I’ll also add these few suggestions from my personal stash of what-to-do-to-make-puppy mills-and-pet-shops-go-away-for-good recommendations:

  • Never EVER think you’re “saving” a pet by buying one from a pet shop. Doing so only serves to keep these pet shops and their puppy mill suppliers in business. (You’d be surprised at how many pet shop impulse purchases happen because pet lovers believe they’re doing "a good deed.")
  • If you’re brave enough, consider walking into your local pet shops to check on the conditions of the pups. Call your state’s department of agriculture and your local animal services department to complain if conditions are inadequate.
  • Write letters to your congressional representatives when puppy mill issues arise.
  • Educate your friends and family about pet stores, internet pet sales and puppy mills. Send them this post.
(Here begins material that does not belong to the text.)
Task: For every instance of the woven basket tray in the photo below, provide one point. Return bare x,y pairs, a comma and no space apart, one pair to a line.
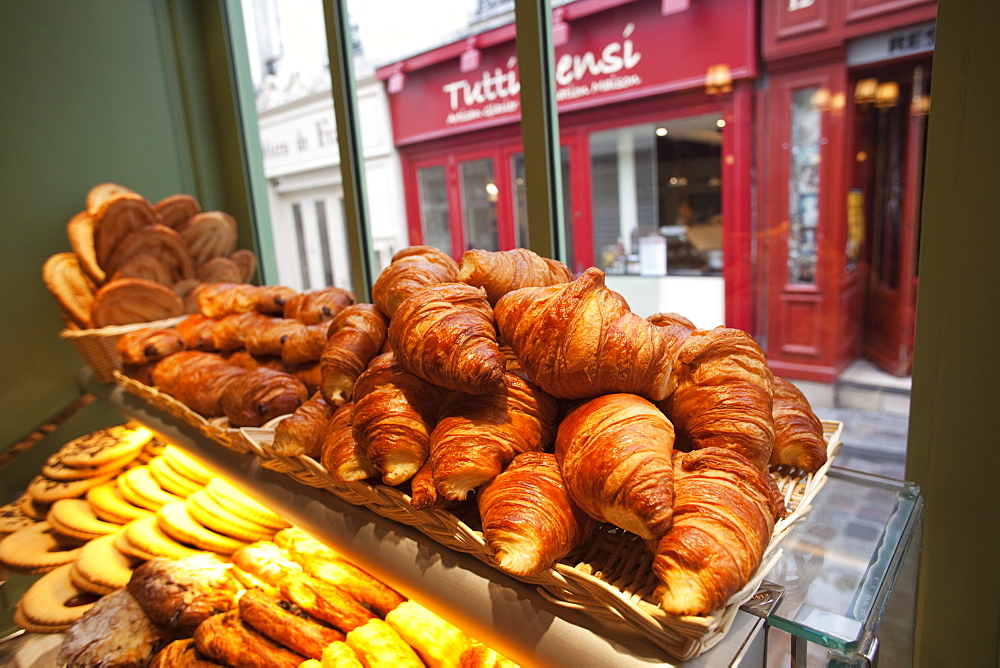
217,429
97,346
610,577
 Dr. Zeltzman also offers the following resources for your learning pleasure:

  • His Web site drphilzeltzman.com has several links about puppy mills (at the bottom of the "Links" page).
  • Visit petfinder.com to find a list of shelters and rescues.
  • Visit stoppuppymills.org to learn more about puppy mills.
  • If you are tough enough to watch it, here is a very short video shot by the SPCA during a raid on a puppy mill in Tennessee.
  • Visit A New Start On Life. Don't even THINK of watching the video unless you have a box of tissues nearby.
  • A very interesting web site about the secret world of pet stores is petshoppuppies.org. The videos (see link on bottom left hand side), although tough to watch, are amazing, with undercover cameras at pet stores and dog auctions. 

Now you’re informed ... so what are you waiting for? Get to work!